Kashif, October 11, 2004 - 9:04 am UTC

Hi Tom,

Is there a different method to calculate space requirements for tables/indexes in 9i or 10G? TOAD and Designer 6i seem to provide a method for calculating size requirements, and I was curious to hear what you thought about those methods, if you are familiar with them. Thanks!

Kashif

Tom Kyte
October 11, 2004 - 9:39 am UTC

there is only one way I've seen work.

and i wrote about it in the original response above....

Estimate tables / index size

Alejandra Aruachan, March 09, 2005 - 9:18 am UTC

I read the previous and I'd like to know if Oracle have a tool like Toad to estimate tables size , specially if you are implementing a new system. I'd like to find a tool to estimate the table more easy specially if you have many tables



Thanks

A reader, September 10, 2012 - 4:19 pm UTC

I need to estimate the size of table, index growth based on the data loaded and calculate the amount to disk growth per day. Can you please let me there is any explanation on making this estimation on your website?
Tom Kyte
September 14, 2012 - 2:56 pm UTC

well, read the original answer above.

you'll have to build your table, load it up with some data, measure, load it up with more, measure, repeat. and then report.


Alexander, September 14, 2012 - 3:14 pm UTC

Doesn't the segment advisor (dbms_space.object_growth_trends) do this out of the box for us?
Tom Kyte
September 14, 2012 - 7:01 pm UTC

only if you have the data already - it didn't sound at all like they did.

if you start with "i need to estimate the size of a table", that indicates to you that you do not have the table yet.

Alexander, September 16, 2012 - 1:07 am UTC

dbms_space.create_table_cost can be used for that right?
Tom Kyte
September 16, 2012 - 4:25 am UTC

test it out, show us what you get versus what the table actually becomes.

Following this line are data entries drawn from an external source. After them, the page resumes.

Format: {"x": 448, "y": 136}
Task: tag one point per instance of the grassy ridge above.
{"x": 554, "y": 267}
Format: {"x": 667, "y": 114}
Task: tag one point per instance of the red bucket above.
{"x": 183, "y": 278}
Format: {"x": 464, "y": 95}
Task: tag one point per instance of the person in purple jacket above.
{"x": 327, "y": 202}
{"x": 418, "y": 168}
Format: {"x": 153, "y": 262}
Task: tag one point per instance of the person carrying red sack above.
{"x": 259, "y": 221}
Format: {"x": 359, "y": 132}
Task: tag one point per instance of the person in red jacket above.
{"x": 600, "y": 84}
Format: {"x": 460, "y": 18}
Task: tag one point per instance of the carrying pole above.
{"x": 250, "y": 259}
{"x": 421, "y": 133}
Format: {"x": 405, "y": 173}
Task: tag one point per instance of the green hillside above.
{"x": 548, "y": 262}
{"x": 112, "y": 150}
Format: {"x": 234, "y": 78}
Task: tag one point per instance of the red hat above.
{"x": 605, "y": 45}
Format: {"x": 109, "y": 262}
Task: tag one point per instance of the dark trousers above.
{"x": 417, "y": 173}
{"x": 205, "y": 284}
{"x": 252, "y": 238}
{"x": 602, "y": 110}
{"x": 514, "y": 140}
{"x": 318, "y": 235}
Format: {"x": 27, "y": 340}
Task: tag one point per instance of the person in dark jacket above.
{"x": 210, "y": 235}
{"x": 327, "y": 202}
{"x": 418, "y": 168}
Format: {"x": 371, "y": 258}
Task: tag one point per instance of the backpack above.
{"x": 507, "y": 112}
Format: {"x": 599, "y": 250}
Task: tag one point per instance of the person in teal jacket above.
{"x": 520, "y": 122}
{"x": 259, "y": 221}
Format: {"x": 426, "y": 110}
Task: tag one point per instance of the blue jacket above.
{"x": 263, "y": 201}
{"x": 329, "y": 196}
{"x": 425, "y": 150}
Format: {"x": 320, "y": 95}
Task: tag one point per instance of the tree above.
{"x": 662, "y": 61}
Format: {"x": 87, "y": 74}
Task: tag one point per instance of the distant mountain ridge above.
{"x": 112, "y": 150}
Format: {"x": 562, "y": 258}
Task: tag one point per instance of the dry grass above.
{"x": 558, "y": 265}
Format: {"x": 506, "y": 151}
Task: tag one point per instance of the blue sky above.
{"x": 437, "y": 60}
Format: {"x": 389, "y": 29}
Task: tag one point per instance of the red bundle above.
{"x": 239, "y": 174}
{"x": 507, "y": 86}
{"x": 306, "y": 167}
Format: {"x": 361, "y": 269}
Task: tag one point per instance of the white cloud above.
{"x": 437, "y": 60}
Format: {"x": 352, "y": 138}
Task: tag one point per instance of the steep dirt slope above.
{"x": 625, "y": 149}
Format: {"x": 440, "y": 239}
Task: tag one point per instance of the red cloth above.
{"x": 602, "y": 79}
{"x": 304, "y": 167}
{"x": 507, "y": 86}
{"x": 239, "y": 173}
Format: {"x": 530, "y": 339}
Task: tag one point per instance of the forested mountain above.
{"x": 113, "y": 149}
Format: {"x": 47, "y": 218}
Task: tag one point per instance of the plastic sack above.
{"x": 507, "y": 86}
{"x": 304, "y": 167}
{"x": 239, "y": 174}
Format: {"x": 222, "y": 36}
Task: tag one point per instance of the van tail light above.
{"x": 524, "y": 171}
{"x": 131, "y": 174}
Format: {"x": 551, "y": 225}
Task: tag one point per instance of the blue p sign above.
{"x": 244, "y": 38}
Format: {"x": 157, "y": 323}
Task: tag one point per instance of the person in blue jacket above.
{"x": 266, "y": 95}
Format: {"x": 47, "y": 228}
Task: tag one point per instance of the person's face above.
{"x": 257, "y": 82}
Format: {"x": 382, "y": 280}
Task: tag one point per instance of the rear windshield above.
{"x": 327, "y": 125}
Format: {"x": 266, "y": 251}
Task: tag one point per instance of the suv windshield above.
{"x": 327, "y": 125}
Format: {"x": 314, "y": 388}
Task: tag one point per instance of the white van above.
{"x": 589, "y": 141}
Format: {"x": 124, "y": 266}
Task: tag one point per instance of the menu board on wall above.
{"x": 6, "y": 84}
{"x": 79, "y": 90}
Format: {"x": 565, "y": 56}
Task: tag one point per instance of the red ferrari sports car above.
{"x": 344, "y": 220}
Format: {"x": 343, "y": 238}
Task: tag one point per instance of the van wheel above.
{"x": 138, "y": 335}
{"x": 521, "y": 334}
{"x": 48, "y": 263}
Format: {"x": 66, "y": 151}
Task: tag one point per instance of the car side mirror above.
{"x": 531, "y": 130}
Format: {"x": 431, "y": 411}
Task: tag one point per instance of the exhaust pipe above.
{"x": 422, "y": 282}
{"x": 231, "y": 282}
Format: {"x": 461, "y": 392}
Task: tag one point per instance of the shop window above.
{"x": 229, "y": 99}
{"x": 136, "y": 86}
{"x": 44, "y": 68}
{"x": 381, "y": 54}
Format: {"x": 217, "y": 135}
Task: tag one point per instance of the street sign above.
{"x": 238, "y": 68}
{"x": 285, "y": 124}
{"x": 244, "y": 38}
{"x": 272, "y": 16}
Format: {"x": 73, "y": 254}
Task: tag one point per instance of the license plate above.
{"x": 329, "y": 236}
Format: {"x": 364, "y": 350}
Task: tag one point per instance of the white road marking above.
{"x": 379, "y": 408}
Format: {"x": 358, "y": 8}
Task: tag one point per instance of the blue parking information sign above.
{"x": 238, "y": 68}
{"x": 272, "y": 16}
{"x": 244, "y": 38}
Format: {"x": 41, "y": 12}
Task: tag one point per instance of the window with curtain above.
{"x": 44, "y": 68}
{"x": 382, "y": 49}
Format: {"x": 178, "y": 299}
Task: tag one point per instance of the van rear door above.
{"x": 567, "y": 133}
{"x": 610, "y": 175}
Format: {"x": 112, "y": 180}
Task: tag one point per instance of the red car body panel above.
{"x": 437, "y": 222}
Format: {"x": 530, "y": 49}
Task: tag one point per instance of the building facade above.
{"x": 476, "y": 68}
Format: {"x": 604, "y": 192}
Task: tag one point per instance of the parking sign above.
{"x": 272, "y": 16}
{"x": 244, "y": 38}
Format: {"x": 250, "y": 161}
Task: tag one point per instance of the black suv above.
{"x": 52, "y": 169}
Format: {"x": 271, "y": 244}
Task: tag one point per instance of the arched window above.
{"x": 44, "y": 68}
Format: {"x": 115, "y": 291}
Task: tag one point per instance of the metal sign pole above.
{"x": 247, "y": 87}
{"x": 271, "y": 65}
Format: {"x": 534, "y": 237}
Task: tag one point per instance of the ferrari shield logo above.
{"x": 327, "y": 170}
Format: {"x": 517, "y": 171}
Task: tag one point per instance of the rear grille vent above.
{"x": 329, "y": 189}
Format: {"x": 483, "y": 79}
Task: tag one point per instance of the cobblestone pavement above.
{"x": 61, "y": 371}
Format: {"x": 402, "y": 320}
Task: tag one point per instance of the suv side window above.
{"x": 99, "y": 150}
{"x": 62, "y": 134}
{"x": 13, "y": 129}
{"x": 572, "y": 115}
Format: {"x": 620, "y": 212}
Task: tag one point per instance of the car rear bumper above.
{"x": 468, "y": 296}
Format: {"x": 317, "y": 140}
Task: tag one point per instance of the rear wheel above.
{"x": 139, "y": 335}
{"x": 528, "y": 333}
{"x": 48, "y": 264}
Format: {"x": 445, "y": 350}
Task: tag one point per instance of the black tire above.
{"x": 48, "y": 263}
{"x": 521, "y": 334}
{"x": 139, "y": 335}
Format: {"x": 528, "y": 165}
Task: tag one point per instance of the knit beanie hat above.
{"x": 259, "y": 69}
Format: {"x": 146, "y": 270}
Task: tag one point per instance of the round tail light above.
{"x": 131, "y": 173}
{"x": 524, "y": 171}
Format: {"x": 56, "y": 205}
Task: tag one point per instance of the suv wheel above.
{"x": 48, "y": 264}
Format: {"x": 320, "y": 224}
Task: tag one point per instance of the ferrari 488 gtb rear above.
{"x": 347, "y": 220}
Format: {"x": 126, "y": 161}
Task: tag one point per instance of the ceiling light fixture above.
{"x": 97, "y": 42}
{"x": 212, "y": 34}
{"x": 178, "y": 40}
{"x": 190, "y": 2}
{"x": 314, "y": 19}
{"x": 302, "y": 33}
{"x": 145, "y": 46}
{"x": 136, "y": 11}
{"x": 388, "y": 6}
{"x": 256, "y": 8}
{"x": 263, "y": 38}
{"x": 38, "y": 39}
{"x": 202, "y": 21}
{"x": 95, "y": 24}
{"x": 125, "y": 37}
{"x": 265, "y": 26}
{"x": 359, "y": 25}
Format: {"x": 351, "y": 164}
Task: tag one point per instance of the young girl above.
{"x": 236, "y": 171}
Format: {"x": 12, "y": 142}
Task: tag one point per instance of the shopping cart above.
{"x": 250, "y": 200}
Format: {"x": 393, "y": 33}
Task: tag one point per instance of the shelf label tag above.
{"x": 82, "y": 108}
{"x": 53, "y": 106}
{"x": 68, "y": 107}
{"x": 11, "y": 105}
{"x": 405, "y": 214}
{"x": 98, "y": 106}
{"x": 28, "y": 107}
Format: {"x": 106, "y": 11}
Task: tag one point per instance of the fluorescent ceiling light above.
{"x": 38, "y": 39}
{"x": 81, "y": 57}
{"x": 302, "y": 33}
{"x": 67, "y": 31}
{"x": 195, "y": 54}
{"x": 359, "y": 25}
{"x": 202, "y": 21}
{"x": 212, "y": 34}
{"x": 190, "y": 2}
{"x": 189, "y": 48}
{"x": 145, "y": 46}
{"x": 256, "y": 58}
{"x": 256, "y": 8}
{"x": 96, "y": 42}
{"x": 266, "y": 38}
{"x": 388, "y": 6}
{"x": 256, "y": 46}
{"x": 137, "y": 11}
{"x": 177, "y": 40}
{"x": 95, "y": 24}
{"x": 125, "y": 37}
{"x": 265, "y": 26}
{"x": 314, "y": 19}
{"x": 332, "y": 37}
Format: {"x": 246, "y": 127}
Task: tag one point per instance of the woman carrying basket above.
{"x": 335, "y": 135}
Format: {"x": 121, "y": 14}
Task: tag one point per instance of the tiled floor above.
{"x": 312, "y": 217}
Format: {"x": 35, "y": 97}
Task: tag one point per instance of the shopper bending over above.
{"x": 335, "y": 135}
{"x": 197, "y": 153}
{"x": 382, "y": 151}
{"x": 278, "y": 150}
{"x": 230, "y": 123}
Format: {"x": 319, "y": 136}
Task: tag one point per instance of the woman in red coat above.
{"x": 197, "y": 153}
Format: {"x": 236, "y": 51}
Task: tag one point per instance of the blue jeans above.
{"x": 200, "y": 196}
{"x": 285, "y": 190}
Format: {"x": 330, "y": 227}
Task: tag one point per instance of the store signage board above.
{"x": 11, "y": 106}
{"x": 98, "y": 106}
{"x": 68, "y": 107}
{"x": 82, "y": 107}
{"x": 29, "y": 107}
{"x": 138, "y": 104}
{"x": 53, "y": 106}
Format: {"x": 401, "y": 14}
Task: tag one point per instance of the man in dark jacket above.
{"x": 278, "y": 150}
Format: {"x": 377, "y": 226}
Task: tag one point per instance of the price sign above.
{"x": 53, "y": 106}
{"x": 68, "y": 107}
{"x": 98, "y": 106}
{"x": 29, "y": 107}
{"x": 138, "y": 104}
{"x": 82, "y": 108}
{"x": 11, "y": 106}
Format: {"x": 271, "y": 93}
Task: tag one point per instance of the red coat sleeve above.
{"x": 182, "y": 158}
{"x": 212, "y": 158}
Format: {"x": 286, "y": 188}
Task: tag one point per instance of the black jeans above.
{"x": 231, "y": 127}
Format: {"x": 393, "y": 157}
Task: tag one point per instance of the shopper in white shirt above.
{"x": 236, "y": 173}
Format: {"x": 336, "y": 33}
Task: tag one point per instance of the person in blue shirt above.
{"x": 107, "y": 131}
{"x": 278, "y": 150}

the fact is - a varchar2(30) might

a) almost always have less than 5 characters in your particular database
b) almost always be null in your particular database and since it is the last column in the table, takes 0 bytes
c) almost always has more than 25 characters and is never null
d) think about all of the situations


a number might

a) be almost always 1 or 2 bytes in your database - you tend to store a single digit code.
b) almost always near 22 bytes - you store high precision numbers
c) somewhere in between
d) almost always null
e) etc etc etc


the only datatypes we can "count" on would be dates/timestamps and chars, although you have the nullality issue to still deal with.